Armed with the idea that we needed to identify and eradicate the disabling barriers we faced, the disabled people’s movement forced the media to change their images of us and transport providers to open up many of their services to us; public buildings became much more accessible and the legal system changed to make it illegal to discriminate against us.
Of course there were some barriers which proved, and continue to prove, much more intractable. The hegemony of special education has barely been challenged in schools (even though some disabling barriers have been removed in further and higher education). The social model has barely made a dent in the employment system because although it has identified many of the disabling barriers in the international labour market and with employers’ behaviour, the solutions offered have usually been individual model-based.

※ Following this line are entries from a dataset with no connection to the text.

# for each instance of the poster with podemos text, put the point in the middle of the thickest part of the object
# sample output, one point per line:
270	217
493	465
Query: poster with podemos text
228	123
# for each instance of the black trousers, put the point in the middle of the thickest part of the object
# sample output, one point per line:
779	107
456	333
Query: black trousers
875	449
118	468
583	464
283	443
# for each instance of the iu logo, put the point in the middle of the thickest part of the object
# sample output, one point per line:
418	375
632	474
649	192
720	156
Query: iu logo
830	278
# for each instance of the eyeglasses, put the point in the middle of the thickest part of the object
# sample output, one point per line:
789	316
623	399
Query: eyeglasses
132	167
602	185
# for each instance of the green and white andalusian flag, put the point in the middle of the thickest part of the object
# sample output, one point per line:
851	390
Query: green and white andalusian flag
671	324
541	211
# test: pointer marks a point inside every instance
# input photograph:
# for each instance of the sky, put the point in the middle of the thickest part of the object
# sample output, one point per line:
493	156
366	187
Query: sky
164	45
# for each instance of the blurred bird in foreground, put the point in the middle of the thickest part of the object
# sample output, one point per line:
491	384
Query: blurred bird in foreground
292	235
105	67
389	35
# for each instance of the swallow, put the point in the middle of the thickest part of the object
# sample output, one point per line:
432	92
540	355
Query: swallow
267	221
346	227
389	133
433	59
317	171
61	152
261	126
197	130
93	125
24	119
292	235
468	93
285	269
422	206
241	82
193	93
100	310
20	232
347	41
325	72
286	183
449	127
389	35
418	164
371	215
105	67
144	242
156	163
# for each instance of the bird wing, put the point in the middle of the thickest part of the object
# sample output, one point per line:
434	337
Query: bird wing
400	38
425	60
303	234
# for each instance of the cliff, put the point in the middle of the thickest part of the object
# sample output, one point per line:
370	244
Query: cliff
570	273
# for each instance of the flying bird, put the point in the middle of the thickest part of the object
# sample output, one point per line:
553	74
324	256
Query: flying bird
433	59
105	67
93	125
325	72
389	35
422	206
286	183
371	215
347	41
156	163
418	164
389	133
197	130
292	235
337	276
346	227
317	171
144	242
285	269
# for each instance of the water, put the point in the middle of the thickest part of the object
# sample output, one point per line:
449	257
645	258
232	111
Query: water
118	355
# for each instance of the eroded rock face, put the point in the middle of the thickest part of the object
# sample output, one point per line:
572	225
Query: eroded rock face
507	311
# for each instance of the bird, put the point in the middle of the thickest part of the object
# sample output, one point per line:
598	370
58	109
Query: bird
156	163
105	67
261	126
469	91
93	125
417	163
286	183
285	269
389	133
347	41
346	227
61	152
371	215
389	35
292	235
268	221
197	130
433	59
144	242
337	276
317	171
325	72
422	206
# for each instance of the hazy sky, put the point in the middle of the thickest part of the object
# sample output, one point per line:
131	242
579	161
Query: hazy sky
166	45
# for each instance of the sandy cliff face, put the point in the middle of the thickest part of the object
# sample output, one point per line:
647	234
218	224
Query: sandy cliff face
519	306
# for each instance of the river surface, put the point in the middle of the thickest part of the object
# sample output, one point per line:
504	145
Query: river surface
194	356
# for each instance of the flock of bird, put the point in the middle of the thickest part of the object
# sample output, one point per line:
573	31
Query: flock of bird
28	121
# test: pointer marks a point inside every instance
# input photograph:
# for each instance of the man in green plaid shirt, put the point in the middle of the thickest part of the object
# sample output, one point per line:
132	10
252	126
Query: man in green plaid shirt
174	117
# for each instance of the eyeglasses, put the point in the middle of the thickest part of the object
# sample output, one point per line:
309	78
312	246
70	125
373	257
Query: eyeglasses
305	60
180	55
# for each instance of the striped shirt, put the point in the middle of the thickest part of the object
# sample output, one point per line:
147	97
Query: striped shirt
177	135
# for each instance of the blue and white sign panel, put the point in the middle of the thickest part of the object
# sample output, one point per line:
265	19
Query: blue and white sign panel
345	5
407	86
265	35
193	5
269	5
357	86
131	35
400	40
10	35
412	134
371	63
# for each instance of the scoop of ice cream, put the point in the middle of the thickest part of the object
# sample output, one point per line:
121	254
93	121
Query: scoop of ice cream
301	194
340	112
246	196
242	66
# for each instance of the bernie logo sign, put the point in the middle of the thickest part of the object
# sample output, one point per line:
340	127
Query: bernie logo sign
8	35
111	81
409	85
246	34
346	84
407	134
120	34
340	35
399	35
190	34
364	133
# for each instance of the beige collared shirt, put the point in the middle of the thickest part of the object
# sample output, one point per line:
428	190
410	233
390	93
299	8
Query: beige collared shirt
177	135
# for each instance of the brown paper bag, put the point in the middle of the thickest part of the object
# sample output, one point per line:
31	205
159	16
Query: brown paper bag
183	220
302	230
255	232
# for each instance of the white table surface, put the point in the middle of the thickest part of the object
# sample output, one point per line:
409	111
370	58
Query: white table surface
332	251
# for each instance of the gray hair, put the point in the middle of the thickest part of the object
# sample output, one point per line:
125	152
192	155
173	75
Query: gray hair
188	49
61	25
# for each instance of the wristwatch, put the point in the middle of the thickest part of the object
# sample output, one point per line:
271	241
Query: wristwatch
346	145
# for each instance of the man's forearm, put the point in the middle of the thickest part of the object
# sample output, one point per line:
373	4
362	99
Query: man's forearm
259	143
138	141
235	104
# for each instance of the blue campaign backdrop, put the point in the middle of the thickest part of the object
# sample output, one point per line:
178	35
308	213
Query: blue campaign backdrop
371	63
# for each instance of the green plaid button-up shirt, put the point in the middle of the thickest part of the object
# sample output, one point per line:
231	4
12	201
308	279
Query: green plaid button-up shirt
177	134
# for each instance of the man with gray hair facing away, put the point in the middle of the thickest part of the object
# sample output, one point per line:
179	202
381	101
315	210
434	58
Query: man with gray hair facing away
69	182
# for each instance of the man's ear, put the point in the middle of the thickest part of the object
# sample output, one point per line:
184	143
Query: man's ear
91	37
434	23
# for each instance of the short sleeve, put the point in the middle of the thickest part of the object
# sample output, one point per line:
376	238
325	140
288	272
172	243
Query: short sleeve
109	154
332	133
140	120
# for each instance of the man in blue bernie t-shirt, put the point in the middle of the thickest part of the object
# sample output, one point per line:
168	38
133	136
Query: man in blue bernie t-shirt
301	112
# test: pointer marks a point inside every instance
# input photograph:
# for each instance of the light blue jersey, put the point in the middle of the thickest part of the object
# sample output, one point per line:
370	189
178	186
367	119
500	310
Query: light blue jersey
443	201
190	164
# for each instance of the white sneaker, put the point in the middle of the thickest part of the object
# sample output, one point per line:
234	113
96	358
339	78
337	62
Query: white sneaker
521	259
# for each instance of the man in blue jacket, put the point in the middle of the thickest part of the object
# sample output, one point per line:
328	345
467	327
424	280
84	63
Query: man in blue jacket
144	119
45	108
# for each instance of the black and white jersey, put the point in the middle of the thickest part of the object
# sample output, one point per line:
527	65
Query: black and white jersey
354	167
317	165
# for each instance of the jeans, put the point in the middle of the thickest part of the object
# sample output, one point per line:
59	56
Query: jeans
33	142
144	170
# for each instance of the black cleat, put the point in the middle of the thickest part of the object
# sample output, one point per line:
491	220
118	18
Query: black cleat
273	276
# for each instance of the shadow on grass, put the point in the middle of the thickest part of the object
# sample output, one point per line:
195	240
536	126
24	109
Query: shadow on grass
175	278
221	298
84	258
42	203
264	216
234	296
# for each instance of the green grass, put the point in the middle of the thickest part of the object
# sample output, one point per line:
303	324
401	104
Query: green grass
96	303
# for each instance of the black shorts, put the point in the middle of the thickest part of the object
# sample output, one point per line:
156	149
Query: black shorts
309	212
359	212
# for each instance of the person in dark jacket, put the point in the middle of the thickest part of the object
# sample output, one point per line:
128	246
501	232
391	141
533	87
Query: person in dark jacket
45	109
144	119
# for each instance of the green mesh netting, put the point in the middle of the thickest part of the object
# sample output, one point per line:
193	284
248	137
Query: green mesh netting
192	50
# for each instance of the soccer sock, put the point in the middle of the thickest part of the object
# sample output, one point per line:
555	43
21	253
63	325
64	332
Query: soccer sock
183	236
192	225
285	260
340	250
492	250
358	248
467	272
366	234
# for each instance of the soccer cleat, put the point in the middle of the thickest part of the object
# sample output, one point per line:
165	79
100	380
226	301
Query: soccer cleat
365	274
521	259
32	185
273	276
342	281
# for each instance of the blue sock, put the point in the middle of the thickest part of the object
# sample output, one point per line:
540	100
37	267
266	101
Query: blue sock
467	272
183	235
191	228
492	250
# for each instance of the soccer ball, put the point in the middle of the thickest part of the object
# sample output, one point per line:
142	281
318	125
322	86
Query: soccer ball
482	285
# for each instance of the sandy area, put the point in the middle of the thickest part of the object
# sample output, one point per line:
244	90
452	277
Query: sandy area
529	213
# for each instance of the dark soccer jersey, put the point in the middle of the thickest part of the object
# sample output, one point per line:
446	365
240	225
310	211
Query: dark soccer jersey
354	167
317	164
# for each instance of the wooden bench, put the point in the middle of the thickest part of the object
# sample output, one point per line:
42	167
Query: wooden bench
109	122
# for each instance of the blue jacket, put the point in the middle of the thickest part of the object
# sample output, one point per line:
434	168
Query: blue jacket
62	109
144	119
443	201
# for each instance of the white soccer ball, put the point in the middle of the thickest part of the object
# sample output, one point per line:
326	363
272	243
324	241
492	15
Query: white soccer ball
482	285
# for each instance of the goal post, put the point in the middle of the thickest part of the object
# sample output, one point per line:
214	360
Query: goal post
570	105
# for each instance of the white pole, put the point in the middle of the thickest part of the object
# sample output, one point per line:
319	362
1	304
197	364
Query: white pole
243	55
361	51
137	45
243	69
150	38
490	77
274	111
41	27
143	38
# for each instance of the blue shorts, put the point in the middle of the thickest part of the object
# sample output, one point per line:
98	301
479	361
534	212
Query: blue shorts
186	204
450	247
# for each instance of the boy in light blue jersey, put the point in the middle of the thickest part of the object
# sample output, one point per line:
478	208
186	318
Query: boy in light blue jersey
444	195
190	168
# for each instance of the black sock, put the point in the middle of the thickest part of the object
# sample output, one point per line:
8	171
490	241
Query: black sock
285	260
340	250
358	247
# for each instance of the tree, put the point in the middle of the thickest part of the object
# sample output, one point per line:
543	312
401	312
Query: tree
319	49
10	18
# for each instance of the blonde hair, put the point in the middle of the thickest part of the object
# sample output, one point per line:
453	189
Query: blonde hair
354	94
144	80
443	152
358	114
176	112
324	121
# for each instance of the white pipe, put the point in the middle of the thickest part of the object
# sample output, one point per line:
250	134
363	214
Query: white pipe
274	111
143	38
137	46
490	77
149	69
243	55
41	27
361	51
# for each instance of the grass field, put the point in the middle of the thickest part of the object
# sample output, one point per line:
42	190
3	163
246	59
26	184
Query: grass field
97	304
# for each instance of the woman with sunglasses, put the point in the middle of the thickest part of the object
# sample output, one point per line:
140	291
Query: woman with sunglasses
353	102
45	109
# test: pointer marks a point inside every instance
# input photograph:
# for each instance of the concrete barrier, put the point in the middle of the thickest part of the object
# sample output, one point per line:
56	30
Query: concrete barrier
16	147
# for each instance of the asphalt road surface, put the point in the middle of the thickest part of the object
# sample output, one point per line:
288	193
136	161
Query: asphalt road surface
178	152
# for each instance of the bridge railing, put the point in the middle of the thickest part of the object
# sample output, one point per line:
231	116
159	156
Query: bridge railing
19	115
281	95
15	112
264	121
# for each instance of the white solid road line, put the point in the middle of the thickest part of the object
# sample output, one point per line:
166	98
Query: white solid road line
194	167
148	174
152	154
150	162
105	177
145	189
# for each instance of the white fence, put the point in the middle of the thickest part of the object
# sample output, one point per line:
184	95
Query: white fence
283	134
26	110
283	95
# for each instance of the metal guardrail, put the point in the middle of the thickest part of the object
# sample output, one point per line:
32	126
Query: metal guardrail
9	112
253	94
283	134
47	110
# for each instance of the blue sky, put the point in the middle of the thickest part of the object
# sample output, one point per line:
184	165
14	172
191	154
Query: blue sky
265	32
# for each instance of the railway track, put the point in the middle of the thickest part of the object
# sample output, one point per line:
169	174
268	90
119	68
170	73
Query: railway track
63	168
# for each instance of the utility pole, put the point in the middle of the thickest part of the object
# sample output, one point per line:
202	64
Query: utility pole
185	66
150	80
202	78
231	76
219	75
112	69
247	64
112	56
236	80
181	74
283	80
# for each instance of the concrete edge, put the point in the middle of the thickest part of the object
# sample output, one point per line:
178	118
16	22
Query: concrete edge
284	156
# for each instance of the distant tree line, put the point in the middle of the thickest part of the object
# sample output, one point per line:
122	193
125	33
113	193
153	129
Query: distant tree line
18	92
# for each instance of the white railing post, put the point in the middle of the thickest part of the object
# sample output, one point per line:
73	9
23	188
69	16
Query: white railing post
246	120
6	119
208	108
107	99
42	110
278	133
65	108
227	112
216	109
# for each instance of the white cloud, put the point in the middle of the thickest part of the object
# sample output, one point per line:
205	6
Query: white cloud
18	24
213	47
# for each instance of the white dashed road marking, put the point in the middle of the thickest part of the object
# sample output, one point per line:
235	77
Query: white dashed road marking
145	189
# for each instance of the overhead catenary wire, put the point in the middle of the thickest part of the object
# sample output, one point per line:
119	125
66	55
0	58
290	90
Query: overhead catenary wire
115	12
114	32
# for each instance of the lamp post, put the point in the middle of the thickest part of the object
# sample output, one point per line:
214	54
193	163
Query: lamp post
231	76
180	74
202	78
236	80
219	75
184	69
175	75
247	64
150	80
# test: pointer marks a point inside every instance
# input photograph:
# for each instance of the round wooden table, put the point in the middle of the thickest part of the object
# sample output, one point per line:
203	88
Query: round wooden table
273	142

Critics of the social model began to emerge soon after I coined the term. Initially, they came from the major disability charities and many professional organisations who felt that their dominance of our lives was under threat. But it was soon attacked by some disabled people and academics working in disability studies. They argued that there was no place for impairment within the social model and that it failed to take account of differences between us.
Over the years, these attacks have depoliticised the social model and effectively neutralised its power. This didn’t matter too much while the global economy was operating in boom mode but things changed very quickly when it went bust in 2008.
Just as some of us had predicted, emphasising impairment and difference was a strategy that was impotent in protecting disabled people and our benefits and services from the economic firestorm that was raging around us. Cuts in our benefits are now being justified on the grounds that the intention is to give more to those who are severely impaired and less to those who are not . Our differences are being used to slash our services as our needs are now being assessed as being moderate, substantial or critical and many local authorities are now only providing services to those whose needs are critical.
As a consequence, most of the political campaigning that has taken place in defence of our benefits and services has forced disabled people back into the role of tragic victims of our impairments and has involved others undertaking special pleading on our behalf. In fact, it has taken us back more than 30 years to the time before the social model came into existence.
Those who have talked down the social model while failing to replace it with something more meaningful or useful must bear a heavy burden of responsibility for this state of affairs. Disabled people urgently need a reinvigorated social model – or something new to replace it.